Capital Economics said that while the move might take some pressure off the banks the rate cut was not enough to offset the drag on economic activity from the coronavirus outbreak and that more rate cuts were therefore on the way.
The contagion has spread to more than 20 countries around the world and led to travel bans on Chinese citizens to the US, Australia, New Zealand and several other nations.
The growing fears about the Chinese economy also prompted the finance ministry to subsidize on interest payments for some companies hit by the coronavirus outbreak, state-run newspaper Guangming Daily said on Monday,
The epidemic has affected the rest of Asia Pacific, with the Australian benchmark with a heavy calling of S&P/ASX200 index closing down 1.34%. The Nikkei in Tokyo finished down 1% although the Hong Kong market was up 0.26%. Hardest hit in Australia was the energy sector, with the index down 3.77% after 15 minutes of trade as the oil price continued to suffer from the prospect of a prolonged slowdown in the world’s second biggest economy. With Australia’s close economic ties to China through its huge exports of iron ore and metallurgical coal, the Aussie dollar slipped to US66.87c, down from 67.19c on Friday. Safe havens of gold and government bonds continued to benefit as investors shied away from risk.

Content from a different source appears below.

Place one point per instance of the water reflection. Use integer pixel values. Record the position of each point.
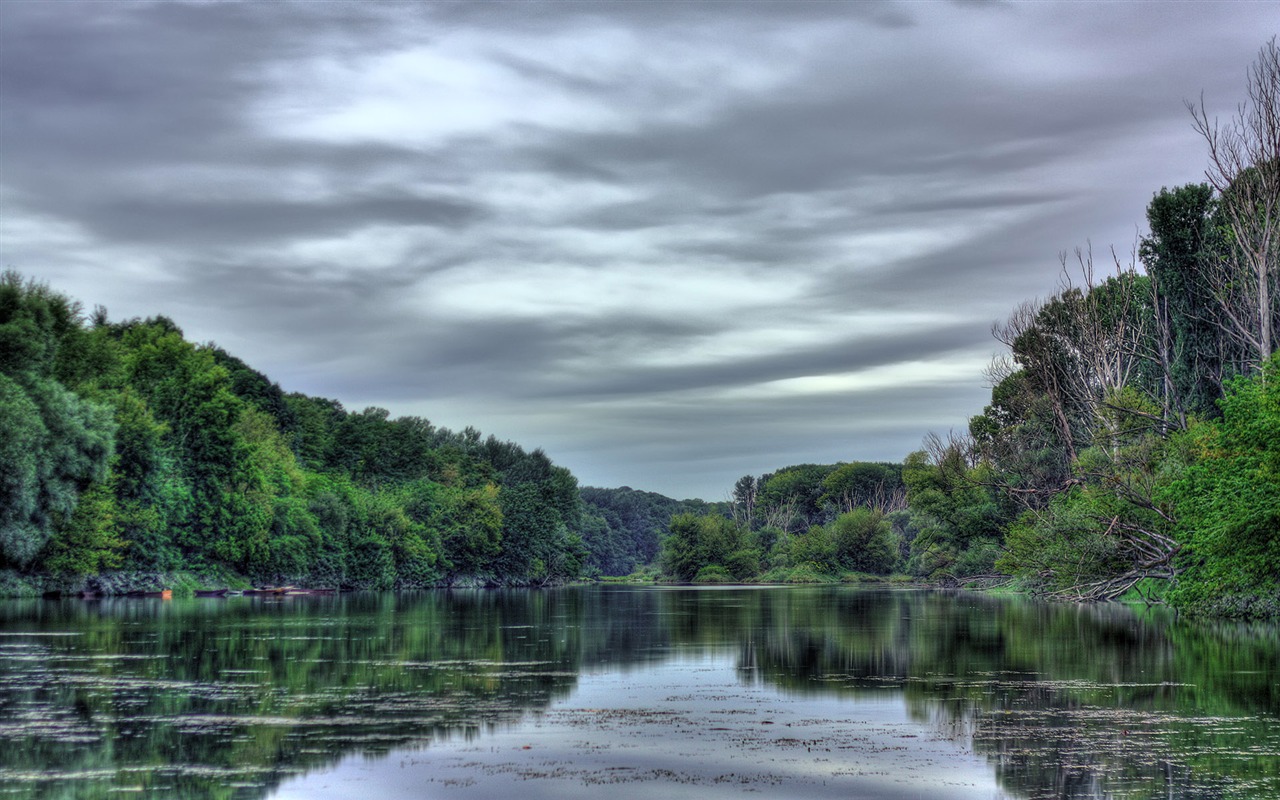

After just minutes of trading on Monday morning, a range of China-traded commodities fell by the maximum allowed in one day. The Australian tourist and education industry is also heavily dependent on China. The travel ban on foreigners entering from China could knock 0.2% off economic growth this quarter according to AMP economist Shane Oliver.
Most global attention was focused on trading in Shanghai and Shenzen and what it reveals about the state of the country’s economy. Many economists are predicting the impact on the Chinese economy will be massive due to the majority of business being on a lockdown and also due to the suspension of overseas airlines.
Goldman Sachs has laid a forecast that the virus could knock Chinese growth down to 5.5% for the year, from 6.1% in 2019, with knockdown effects for the rest of the world economy.
Economists at Citigroup said the steps taken by Chinese authorities were “unlikely” to be enough to prevent a sharp downturn in the first quarter.
“As most employees won’t return to work until 9 February,” they said, “the output losses are likely to be larger than expected, and incoming economic activity data will continue to prompt the authorities to take more actions in order to reduce the adverse impact of the Wuhan coronavirus on the economy.”
Amid the latest coronavirus update, “the number of confirmed cases of the coronavirus worldwide is now 14,557, most of which are in China. This follows last week's emergency warning from the World Health Organization (WHO) ad the data is according to the agency.